Schlafstörungen bei Morbus Parkinson

Bis zu 80 Prozent der Parkinson-Patienten leiden unter Schlafstörungen, oft in Form von Ein- und Durchschlafproblemen. Bei vielen Patienten treten die Schlafstörungen bereits zu Beginn der Parkinson-Erkrankung oder sogar schon Jahre vorher auf. Bestimmte Schlafstörungen können daher auch frühe Anzeichen von Parkinson sein.
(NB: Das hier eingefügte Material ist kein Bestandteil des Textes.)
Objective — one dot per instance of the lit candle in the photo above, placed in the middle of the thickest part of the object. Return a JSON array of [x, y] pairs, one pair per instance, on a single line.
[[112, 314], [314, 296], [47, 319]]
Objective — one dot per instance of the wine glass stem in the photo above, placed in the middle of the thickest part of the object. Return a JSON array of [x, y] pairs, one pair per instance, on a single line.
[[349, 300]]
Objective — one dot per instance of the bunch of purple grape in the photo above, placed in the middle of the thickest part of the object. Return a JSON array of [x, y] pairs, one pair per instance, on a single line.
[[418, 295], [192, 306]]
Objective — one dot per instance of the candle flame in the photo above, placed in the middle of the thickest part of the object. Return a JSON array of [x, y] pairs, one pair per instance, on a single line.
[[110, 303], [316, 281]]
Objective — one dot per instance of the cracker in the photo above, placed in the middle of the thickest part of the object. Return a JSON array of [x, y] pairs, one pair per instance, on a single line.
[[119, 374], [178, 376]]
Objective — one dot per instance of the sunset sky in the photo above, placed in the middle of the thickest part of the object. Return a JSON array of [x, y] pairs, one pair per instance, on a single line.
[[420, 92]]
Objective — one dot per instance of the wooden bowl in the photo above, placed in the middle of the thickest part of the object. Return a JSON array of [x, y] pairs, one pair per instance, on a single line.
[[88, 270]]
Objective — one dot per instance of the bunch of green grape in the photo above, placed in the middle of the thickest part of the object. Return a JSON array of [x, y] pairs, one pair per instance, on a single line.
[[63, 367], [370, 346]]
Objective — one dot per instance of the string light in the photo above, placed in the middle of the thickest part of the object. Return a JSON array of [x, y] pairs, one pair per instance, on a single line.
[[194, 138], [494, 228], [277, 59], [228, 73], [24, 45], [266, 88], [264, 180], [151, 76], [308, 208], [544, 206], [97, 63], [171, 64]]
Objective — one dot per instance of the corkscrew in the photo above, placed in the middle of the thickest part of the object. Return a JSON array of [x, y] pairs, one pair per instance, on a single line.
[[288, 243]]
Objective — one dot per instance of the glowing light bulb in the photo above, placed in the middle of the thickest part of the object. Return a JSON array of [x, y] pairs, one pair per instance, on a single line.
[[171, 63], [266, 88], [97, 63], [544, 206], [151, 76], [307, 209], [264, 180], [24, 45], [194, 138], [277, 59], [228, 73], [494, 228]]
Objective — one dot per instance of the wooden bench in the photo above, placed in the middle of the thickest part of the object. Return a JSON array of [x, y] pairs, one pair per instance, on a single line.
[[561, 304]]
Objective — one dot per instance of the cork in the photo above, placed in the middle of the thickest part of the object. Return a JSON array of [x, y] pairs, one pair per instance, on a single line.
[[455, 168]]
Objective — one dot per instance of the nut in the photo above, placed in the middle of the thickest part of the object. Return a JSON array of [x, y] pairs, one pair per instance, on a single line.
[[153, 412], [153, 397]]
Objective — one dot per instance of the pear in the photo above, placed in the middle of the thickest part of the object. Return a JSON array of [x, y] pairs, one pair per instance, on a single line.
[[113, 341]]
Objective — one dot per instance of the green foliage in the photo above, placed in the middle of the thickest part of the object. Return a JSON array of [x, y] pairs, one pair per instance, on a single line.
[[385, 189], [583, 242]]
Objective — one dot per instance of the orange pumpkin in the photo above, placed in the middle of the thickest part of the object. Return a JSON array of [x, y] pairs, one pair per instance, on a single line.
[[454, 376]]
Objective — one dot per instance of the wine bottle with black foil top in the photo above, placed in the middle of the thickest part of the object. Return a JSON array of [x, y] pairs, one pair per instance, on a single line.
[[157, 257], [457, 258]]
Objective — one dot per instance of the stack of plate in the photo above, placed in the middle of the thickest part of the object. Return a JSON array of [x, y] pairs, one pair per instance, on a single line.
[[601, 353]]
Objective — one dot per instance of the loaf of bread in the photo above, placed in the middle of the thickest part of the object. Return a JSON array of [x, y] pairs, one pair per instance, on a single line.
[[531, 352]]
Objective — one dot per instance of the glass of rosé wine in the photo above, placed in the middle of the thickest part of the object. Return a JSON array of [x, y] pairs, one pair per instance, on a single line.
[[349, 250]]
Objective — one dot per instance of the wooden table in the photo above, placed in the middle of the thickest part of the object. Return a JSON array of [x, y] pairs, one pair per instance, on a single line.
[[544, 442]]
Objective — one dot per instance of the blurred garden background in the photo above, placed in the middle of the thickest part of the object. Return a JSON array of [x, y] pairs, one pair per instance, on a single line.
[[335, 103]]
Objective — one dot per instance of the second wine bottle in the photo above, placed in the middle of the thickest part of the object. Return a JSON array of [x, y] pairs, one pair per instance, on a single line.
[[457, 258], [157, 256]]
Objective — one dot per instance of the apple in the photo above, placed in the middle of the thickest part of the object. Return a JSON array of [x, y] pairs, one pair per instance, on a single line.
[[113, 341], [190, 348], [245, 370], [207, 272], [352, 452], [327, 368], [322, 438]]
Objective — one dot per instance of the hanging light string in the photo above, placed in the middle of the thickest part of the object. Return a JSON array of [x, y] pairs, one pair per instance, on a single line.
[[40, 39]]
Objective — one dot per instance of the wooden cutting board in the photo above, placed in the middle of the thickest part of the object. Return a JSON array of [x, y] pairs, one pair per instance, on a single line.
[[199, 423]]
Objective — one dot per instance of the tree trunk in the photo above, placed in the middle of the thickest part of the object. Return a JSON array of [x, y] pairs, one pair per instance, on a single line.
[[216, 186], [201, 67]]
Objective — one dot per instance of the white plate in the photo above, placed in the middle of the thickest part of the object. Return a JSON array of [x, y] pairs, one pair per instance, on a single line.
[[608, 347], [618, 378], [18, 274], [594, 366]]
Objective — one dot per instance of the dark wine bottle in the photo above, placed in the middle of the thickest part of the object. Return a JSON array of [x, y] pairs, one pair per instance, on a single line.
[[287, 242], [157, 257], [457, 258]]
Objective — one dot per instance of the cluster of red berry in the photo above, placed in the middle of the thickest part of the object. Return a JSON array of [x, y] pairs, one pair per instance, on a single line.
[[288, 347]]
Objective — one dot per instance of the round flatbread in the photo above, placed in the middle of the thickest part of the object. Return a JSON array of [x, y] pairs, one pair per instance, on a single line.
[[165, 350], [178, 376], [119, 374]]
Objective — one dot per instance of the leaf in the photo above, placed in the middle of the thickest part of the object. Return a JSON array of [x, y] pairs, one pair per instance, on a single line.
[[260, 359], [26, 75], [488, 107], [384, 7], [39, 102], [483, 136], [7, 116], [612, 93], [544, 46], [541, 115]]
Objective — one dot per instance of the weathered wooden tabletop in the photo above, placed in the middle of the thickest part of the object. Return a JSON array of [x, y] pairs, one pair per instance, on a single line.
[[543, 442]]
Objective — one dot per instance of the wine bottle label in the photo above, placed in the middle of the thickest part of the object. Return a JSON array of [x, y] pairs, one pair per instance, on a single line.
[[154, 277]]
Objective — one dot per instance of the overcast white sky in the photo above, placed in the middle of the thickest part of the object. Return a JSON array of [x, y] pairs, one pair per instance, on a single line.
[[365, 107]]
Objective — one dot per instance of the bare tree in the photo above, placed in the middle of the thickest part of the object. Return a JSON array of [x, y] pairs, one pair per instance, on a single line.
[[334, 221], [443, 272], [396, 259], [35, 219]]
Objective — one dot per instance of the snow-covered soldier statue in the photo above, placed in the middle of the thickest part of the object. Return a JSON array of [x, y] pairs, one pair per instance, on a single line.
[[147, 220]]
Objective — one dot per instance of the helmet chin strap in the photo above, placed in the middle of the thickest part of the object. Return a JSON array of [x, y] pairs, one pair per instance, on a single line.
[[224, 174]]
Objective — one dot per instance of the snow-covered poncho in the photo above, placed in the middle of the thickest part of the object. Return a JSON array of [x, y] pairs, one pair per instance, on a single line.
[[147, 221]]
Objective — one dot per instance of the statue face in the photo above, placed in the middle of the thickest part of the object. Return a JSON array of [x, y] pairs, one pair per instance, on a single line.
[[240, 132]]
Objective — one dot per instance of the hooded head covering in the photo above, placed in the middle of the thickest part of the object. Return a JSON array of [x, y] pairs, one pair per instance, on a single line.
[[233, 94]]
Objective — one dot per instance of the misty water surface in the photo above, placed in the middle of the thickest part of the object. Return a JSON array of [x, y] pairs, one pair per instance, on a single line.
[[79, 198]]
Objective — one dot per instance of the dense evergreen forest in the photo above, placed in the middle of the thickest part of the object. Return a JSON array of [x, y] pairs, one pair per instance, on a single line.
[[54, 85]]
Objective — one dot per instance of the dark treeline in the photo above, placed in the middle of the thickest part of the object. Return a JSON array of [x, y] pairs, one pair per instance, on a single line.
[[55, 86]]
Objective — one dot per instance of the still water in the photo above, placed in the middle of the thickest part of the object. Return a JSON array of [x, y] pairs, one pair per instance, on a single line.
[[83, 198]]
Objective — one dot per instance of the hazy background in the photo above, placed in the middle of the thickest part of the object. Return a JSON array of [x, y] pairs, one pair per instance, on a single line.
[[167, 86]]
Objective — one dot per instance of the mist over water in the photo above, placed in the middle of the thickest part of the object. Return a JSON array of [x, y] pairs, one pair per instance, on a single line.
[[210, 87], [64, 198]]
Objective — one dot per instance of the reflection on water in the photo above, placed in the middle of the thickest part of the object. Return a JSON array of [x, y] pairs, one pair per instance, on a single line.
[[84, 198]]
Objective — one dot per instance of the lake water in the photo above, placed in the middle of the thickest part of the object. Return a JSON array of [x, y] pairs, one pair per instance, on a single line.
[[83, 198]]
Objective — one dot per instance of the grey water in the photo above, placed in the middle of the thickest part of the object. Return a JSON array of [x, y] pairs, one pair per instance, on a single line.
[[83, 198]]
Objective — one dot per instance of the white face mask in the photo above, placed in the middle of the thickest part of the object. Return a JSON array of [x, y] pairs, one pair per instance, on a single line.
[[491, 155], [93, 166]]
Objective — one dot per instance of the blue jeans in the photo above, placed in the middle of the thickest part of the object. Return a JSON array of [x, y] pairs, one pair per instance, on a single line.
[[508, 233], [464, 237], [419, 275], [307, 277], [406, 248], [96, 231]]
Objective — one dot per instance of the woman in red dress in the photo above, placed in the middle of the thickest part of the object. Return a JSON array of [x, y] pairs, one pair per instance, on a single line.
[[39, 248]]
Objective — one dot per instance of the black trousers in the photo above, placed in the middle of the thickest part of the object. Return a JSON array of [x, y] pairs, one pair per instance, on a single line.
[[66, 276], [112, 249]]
Folgen des gestörten Schlafes sind oft eine ausgeprägte Tagesmüdigkeit oder das Auftreten von „Schlafattacken“ bei den Betroffenen.

Für die Patienten, aber auch für die Angehörigen stellen die Schlafstörungen oft eine erhebliche Belastung dar. Die Therapie von Schlafproblemen ist somit ein wichtiger Bestandteil der Parkinson-Behandlung.

Schlafstörungen haben unterschiedliche Ursachen

Schlafstörungen bei Parkinson-Patienten können unterschiedliche Ursachen haben. Zum einen werden die Probleme häufig durch die Parkinson-Krankheit selbst verursacht, zum anderen können aber auch bestimmte Medikamente Schlafstörungen hervorrufen oder verschlechtern. Auch typische Begleiterkrankungen der Parkinson-Krankheit können die Nachtruhe stören und die Schlafqualität verringern. 

Zu den Beispielen für krankheitsbedingte Störungen zählen unter anderem die nächtlich auftretende Unbeweglichkeit (Akinese) von Parkinson-Patienten. Durch die nachlassende Medikamentenwirkung sind Parkinson-Patienten in der Nacht oft weniger beweglich und können sich nur schwer im Bett umdrehen oder anders hinlegen. Als Folge treten schmerzhafte Muskelverspannungen und Krämpfe auf, die den Nachtschlaf unterbrechen. Auch sehr lebhafte (Alb-)Träume, starker Harndrang und unkontrollierbare nächtliche Beinbewegungen treten bei Parkinson-Patienten häufiger auf als bei gesunden Menschen und können zu Schlafstörungen führen.

Die nächtliche Unbeweglichkeit kann durch eine Optimierung der Parkinson-Therapie oft deutlich gebessert werden. Das Auftreten von Albträumen, Harndrang und Beinbewegungen kann hingegen die Gabe zusätzlicher Medikamente erfordern.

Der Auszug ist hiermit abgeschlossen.